Reasoning: California argued for the “less restrictive” remedy of transferring inmates to other states, but complained the district courts slowed their plans by requiring that any facilities meet the Eighth Amendment’s prohibition against cruel and unusual punishment. The Court found no basis that California intended to actually implement such a plan. Further, the Court found transferring inmates to other states is one method California can use to meet the Court ordered reduction, and thus, the Court also found that transfer is not a less restrictive remedy. California claimed that it could build its way out of the crisis to which the Court retorted, quoting in part the three-judge panel, “Particularly in light of California's ongoing fiscal crisis, the three-judge court deemed ‘chimerical’ any ‘remedy that requires significant additional spending by the state.’” 
(chimerical:  “existing only as the product of unchecked imagination; fantastically visionary or improbable.” ). The state also claimed filling vacant staff positions would be a less restrictive alternative. However, the Court found such a plan would likely bankrupt California, would not be sufficient given the vacancies do not account for additional positions needed due the ever expanding prison population, and given California’s on-going fiscal crisis, the state could not realistically implement such a plan.
Issue: Whether the three-judge panel narrowly tailored the remedy to rectify the constitutional violation?
Held: Yes.
Reasoning: California complained the order swept broader than necessary to remedy the Eighth Amendment violation. The Court reasoned, “Prisoners in the general population will become sick, and will become members of the plaintiff classes, with routine frequency; and overcrowding may prevent the timely diagnosis and care necessary to provide effective treatment and to prevent further spread of disease. Relief targeted only at present members of the plaintiff classes may therefore fail to adequately protect future class members who will develop serious physical or mental illness. Prisoners who are not sick or mentally ill do not yet have a claim that they have been subjected to care that violates the Eighth Amendment, but in no sense are they remote bystanders in California's medical care system. They are that system's next potential victims. A release order limited to prisoners within the plaintiff classes would, if anything, unduly limit the ability of State officials to determine which prisoners should be released.”
Issue: Whether the three-judge panel erred when it ordered California to reduce its prison population to 137.5% of capacity?
Held: No.
Reasoning:  California argued for 145% of capacity, but its own Chief Deputy of Healthcare for the prisons testified that California could not adequately care for prisoners with any population over 100%. Most other experts thought 130% would rectify the constitutional violations. The three-judge panel split the baby at 137.5%, and the Court held the record supported this finding.

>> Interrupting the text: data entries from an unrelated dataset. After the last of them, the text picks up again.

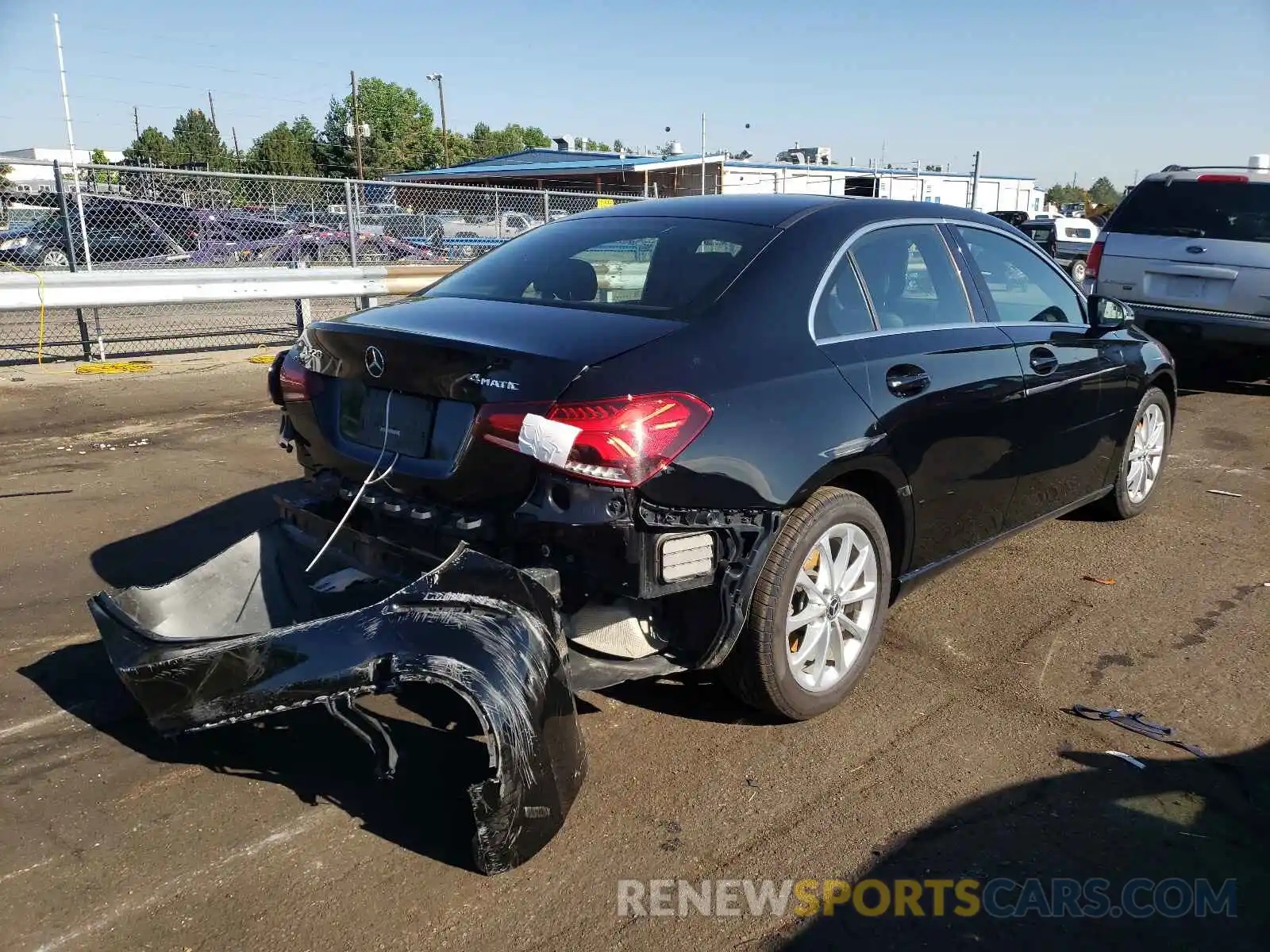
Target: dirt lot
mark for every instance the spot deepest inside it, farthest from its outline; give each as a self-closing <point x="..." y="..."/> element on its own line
<point x="954" y="757"/>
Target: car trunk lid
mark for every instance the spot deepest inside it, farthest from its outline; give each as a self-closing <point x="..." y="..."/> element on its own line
<point x="410" y="378"/>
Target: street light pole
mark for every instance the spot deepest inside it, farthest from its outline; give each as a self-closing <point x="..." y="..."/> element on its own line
<point x="357" y="125"/>
<point x="702" y="154"/>
<point x="444" y="132"/>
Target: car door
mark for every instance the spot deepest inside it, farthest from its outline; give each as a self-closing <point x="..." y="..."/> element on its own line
<point x="1073" y="376"/>
<point x="895" y="317"/>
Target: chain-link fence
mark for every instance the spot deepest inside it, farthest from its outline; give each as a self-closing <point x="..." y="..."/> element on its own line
<point x="141" y="217"/>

Justice Alito's dissent focused on the ‘danger’ to the general populace. However, given that California’s draconian three-strikes law imprisons people from 25 years to life for attempting to steal three golf clubs, see Ewing v. California, 538 U.S. 11 (2003), or 50 years to life for the petty offense of stealing five video tapes, see Lockyer v. Andrade, 538 U.S. 63 (2003), the danger to the general populace is illusory at best.

1 comment:

  1. Alito's argument is garbage California's sentencing laws are so strict that it is hard to imagine much harm coming to society if we were to release some of the non-violent offenders back into society.
    Even if there was no way to stop them from committing crimes in the future. We have no excuse for the cruel and unusual punishment that they are often subjected to in prison.